ATHENS - These days, Orson Charles is walking around the University of Georgia campus with a backpack. A year after leaving behind school, and college football, to pursue a pro career, he's back to being a regular student.
"I just got out of my last class," Charles said Thursday afternoon. "Yes I'm still focused on football, but now I'm mainly focused on life after football."
Charles just wrapped up his rookie season as a tight end with the Cincinnati Bengals. It wasn't exactly what he hoped for when he decided to skip his senior year at Georgia - Charles caught just eight passes for 101 yards this season - but he still might have a bright career in the NFL. And he made almost half a million dollars this past season.
So why is he trudging around campus, taking 15 hours of class per week?
Because of a promise Charles made to his mother, who dropped out of college when she became pregnant with him. She then returned to get her degree, while Charles was in high school, and that - along with a desire to be a good role model for his younger brother - motivated Charles to finish the drill.
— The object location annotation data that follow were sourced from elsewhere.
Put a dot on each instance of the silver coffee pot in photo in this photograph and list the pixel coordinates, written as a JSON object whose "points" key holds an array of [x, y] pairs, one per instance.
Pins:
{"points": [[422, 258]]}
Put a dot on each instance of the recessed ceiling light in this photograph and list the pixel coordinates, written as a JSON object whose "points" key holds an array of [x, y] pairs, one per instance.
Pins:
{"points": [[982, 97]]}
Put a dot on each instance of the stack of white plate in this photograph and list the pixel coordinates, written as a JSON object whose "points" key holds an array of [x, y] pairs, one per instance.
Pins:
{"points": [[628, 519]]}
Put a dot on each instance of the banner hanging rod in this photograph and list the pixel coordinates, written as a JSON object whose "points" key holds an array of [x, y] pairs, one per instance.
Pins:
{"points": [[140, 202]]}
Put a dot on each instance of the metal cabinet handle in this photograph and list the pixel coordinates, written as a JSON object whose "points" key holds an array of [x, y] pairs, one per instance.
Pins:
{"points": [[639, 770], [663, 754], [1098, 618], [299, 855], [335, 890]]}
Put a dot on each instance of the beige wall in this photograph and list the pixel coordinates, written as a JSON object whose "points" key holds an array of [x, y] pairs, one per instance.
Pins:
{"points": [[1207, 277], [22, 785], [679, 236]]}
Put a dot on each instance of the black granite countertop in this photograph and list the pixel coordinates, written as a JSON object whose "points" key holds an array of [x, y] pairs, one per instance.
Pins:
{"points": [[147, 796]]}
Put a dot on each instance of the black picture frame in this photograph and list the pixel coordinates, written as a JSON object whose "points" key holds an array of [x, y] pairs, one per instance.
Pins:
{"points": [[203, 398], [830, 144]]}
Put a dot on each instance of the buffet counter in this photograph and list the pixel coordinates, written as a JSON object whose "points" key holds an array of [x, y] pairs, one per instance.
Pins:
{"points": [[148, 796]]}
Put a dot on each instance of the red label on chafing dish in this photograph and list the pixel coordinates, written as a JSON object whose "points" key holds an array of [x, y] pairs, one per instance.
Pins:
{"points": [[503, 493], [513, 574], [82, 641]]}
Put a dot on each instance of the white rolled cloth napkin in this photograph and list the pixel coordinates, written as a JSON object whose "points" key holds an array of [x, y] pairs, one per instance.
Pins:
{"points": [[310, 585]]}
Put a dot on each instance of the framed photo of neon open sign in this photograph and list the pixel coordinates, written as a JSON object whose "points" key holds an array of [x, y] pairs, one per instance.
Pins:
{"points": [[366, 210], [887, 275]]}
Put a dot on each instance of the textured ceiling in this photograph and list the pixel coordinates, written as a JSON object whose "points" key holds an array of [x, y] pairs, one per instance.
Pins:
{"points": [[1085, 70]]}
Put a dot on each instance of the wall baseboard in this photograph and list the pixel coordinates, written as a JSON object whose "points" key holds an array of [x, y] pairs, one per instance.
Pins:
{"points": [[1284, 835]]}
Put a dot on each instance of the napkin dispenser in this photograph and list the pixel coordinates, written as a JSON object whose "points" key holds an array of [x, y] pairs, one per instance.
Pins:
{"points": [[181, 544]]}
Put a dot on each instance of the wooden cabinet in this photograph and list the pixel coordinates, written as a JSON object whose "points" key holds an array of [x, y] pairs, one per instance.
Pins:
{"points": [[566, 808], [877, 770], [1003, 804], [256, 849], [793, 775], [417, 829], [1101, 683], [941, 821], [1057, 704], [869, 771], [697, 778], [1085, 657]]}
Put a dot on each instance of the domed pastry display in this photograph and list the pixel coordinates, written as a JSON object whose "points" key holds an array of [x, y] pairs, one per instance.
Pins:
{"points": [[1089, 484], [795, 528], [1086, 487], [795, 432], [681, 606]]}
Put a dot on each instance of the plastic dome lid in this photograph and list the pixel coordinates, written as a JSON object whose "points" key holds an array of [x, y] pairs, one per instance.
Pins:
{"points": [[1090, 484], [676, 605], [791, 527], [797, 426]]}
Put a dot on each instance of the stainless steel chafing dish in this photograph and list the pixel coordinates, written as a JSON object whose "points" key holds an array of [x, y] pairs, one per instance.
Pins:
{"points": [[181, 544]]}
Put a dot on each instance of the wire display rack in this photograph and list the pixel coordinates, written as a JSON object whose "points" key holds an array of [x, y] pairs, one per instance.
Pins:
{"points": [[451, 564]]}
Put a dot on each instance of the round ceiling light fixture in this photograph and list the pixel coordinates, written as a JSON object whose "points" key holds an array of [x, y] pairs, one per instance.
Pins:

It may take awhile: Charles has a couple more semesters ahead of him, even after this one. But he seems committed to it.
"I know his mom will be proud of him," said Houston Texans guard Ben Jones, another former Georgia player who is back this semester to take classes.
Four members of last year's team who are in the NFL are back in school this semester: Charles, Jones, Minnesota Vikings kicker Blair Walsh and Philadelphia cornerback-kick returner Brandon Boykin. Walsh isn't here this week - he jetted down to Hawaii for the Pro Bowl. Boykin is taking his classes online.
Charles returning might be the most surprising: Most of the time a player who turns pro talks about coming back for his degree, but never follows through. Charles is following through.
Charles is living this semester with former Bulldogs Rennie Curran and Greg Lanier, who still live in Athens. The full load of 15 hours is an adjustment because as a student-athlete he would take no more than 14 hours, and he had team support staff on top of him.
Still, what's it like to have earned $390,000 a season (his salary goes up to $480,000 next season) and taking the same classes as students who are living off pizza and beer?
"To tell you the truth we're earning the same thing - I'm not earning that right now," Charles said, smiling. "Right now I don't have a job because we only get paid during the season."
Charles' major is housing. He said his goal, once his football career is over, is to build and manage homes, specifically Section 8 housing.
Last year, after a junior season in which he tied for second on the team in catches, Charles declared for the draft. It seemed a solid decision, considering he was one of the top two or three tight end prospects in the draft. But in March he was arrested for DUI in Athens, which didn't help his draft stock. (And neither did a poor 40-yard time at UGA's pro day.)
Charles has a message for the many Georgia players about to join him in the league, who are now preparing for the draft:
"Don't do what happened to me," he said. "I made a mistake before the draft. I'll tell them that all you have to do now is grind. Grind and it's gonna pay off. Work on your 40 (time), work on your drills, keep your nose clean, don't go partying."
Had Charles not had the DUI, he could have been drafted much higher, and not been a second-string tight end, sitting behind a Pro Bowler in Jermaine Gresham. So how does he reflect on it?
"I'm just definitely excited and happy that Cincinnati took a chance on me so I can learn from Jermaine," Charles said. "Jermaine made the Pro Bowl twice. Let me learn from him, let me see how the NFL is, and then hopefully if God thinks I can still stay in the NFL let me go to another team and do what I'm capable of doing, then that's fine. But right now I have no complaints. I'm satisfied. Let's face it, I'm in the NFL. A lot of people don't get that chance."
His regret is what happened after he turned pro - not the decision to turn pro. But as he watched Arthur Lynch catching passes in the SEC championship, he admits it did cross his mind that could have been him.
"But at the end of the day I'm happy. There was a small window of opportunity to chase my dreams, and I'm doing that right now," he said. "I'm happy for Arty and Jay Rome for succeeding - like I knew they would."
Aaron Murray, who was Charles' high school teammate in Tampa, made a different decision earlier this month, electing to return for his senior year. Charles said he and Murray talked about his decision; Charles said he didn't advise Murray either way, but he was surprised Murray returned.
"I thought he was (leaving), because what more did he have to come back to?" Charles said. "I mean he broke every record, let them as far as the SEC championship, like he did last year, so what is he coming back for? Now, he's going to break every record that has been set by a quarterback and could possibly go to the national championship. I'm definitely happy for him."